Дальше Оля в красках представляла, какие глаза сделает Лиза, первая красавица «ашек», если увидит Олю в надставленной старой форме, и даже нарисовала ее. Такую похожую на олененка девочку на длинных тонких ногах с пышной прической и вытаращенными глазами-блюдцами. Меня очень развеселила эта картинка, «выпученный олененок» и впрямь неуловимо напоминал Лизу.
Оля писала, что с 1 сентября у нас уже не будет собственного класса и одной учительницы. Отныне на каждый предмет будет свой кабинет и учитель, и придется перемещаться с этажа на этаж каждую перемену.

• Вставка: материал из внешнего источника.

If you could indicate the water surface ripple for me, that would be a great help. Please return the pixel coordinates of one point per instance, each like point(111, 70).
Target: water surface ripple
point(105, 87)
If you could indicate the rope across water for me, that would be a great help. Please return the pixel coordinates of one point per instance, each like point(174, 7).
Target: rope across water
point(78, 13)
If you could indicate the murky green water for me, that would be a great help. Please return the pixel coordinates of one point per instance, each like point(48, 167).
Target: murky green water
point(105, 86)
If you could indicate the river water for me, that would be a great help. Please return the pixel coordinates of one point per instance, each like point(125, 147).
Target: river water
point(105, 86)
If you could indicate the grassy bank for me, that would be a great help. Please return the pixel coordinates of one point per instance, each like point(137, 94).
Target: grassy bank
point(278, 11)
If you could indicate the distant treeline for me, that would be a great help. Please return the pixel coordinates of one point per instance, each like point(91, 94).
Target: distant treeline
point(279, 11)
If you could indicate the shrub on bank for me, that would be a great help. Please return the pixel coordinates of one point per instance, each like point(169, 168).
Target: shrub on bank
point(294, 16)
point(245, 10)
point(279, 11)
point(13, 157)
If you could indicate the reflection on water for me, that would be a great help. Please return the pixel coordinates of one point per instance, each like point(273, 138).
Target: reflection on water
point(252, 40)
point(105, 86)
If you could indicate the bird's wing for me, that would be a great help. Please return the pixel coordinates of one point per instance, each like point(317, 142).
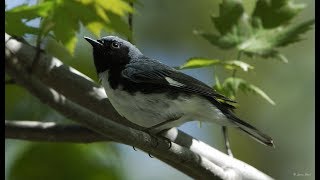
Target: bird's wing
point(153, 72)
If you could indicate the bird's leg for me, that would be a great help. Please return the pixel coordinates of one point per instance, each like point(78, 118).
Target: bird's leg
point(164, 138)
point(161, 124)
point(226, 140)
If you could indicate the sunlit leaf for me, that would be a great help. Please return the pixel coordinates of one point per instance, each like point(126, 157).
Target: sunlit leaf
point(275, 13)
point(64, 18)
point(199, 62)
point(203, 62)
point(261, 33)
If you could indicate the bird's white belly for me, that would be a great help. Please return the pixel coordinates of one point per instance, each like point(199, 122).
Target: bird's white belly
point(147, 110)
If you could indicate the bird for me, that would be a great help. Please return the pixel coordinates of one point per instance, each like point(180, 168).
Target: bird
point(158, 97)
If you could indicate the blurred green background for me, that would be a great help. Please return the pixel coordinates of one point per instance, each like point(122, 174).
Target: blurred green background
point(163, 30)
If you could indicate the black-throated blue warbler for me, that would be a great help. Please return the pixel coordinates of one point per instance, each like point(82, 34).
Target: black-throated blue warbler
point(156, 96)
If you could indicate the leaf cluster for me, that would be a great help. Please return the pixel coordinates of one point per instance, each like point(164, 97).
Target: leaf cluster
point(257, 34)
point(62, 19)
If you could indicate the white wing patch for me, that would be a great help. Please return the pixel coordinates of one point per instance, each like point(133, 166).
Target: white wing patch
point(173, 82)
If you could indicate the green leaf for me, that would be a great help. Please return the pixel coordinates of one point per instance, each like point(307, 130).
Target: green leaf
point(16, 18)
point(236, 63)
point(232, 85)
point(261, 33)
point(264, 42)
point(199, 62)
point(64, 17)
point(230, 13)
point(30, 12)
point(203, 62)
point(275, 13)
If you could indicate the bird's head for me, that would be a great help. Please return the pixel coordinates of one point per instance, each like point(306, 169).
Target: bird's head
point(112, 52)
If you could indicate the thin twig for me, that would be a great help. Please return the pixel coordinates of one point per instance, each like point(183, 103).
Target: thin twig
point(130, 22)
point(226, 138)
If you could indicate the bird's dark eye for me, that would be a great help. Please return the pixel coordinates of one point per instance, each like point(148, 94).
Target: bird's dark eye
point(115, 45)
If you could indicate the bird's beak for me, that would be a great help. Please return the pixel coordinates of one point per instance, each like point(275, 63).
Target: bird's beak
point(93, 42)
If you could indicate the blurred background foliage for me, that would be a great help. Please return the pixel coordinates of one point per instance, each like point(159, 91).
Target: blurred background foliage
point(165, 30)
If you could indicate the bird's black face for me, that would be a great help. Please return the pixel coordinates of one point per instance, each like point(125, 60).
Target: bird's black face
point(110, 52)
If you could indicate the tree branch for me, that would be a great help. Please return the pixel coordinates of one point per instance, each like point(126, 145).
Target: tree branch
point(51, 72)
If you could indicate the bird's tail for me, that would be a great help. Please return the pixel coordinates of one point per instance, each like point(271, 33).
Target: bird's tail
point(253, 132)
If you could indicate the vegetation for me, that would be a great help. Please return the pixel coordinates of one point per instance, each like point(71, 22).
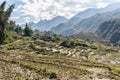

Я читала и удивлялась, мне казалось это очень хлопотным. До моего отъезда у нас был свой класс и учительница Нина Александровна, в другие помещения мы переходили только на инглиш и физкультуру. В классе были шкафчики, где мы хранили свои вещи, чтобы не таскать их каждый день домой – например, альбомы для рисования, краски, форму для физкультуры, конструкторы и наборы для рукоделия для уроков труда. А теперь на каждой переменке, вместо отдыха и булочек в столовке, надо будет собрать портфель, перейти в другой класс и там его снова разобрать. К тому же, в собственном классе за каждым закреплено свое место, а в других кабинетах, выходит, кто куда успел, тот туда и сел. Этот вопрос Олю тоже очень беспокоил. В рассадке по партам таилось немало тонких и важных моментов: сидеть хотелось с подружкой, а не с кем попало, не очень близко к учителю, но и не очень далеко, подальше от двоечников, которые списывают у тебя, и поближе к отличникам, у которых можешь списать ты. За три года начальной школы все уже завоевали «места под солнцем» и привыкли к ним, а теперь, выходит, с каждым звонком их придется завоевывать заново.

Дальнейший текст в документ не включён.